In a career spanning three decades, Ibbitson has worked as a reporter and columnist for The Ottawa Citizen, Southam News, The National Post and The Globe and Mail, where he has served as the paper’s Queen’s Park Bureau Chief, the Washington Bureau Chief and the Ottawa Bureau Chief, becoming Chief Political Writer in 2012 and a Writer-at-Large in 2015.
Along the way, he wrote Promised Land: Inside the Mike Harris Revolution; Loyal No More: Ontario’s Struggle for a Separate Destiny; The Polite Revolution: Perfecting the Canadian Dream; and Open and Shut: Why America has Barack Obama and Canada has Stephen Harper. He also penned his most well-known titles, Stephen Harper: A Biography, which won the 2015 Shaughnessy Cohen Prize for Political Writing, and The Big Shift (with Darrell Bricker).
Ibbitson is also a writer of plays and of novels, including The Landing, which won the 2008 Governor General’s Award for Children’s Literature, and 1812, which was also nominated for that award.

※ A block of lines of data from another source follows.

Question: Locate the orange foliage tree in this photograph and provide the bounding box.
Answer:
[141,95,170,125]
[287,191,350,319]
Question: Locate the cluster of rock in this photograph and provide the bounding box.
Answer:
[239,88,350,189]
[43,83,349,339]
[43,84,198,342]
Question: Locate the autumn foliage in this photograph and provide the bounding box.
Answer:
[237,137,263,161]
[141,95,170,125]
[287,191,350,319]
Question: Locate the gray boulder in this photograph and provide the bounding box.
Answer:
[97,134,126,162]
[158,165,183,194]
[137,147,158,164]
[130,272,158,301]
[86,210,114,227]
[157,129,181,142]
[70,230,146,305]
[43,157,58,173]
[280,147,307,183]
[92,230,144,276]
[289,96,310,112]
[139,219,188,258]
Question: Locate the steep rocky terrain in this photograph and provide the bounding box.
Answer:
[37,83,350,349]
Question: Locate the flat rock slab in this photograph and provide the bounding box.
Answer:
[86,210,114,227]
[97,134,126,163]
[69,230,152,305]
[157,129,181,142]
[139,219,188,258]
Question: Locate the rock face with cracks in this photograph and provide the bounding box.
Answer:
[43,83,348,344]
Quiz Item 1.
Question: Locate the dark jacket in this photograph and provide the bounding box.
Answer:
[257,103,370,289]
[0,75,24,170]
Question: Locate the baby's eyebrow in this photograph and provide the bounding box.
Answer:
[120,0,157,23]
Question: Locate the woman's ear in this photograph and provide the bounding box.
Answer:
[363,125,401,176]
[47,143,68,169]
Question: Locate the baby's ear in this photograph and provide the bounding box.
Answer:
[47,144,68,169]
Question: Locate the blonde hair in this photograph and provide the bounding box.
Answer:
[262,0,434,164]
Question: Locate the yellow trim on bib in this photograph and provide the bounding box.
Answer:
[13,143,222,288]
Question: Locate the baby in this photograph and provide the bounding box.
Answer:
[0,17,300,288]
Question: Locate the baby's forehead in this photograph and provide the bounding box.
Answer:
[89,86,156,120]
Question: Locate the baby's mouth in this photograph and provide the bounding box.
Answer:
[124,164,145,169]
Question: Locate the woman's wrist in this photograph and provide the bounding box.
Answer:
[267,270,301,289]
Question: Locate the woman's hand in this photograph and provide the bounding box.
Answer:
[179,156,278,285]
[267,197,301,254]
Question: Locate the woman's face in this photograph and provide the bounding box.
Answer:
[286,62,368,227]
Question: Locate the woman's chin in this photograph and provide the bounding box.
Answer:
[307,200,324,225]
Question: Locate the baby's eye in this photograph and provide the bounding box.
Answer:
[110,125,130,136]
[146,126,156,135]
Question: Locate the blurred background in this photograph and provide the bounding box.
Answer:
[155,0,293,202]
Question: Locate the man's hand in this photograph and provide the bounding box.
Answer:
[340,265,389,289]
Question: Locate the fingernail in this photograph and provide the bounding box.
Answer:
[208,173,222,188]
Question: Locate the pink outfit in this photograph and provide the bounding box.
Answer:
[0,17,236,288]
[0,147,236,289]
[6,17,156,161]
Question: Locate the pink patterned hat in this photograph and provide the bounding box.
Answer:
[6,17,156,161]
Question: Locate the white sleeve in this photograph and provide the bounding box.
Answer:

Please contact us for more information or to book John Ibbitson for your next event.
- CANADA / USA Relations
Will the Trump presidency worsen divisions that exist, while creating new ones with America’s allies, including its staunchest ally: Canada? What is the power of the emerging white working underclass, who must no longer be ignored in the rush to globalization? How can Canada preserve shared national values of tolerance and diversity in the face of change? Ibbitson explores these concepts and more in his engaging talks on Canada / US relations.
- The Big Shift: The Battle between Old Canada and New Canada
Canada, once one of the world’s most consensual countries, is polarizing; with the west versus the east, suburban versus urban, immigrants versus old school, coffee drinkers versus consumers of energy drinks. The winners—in politics, in business, in life—will figure out where the people are and go there too.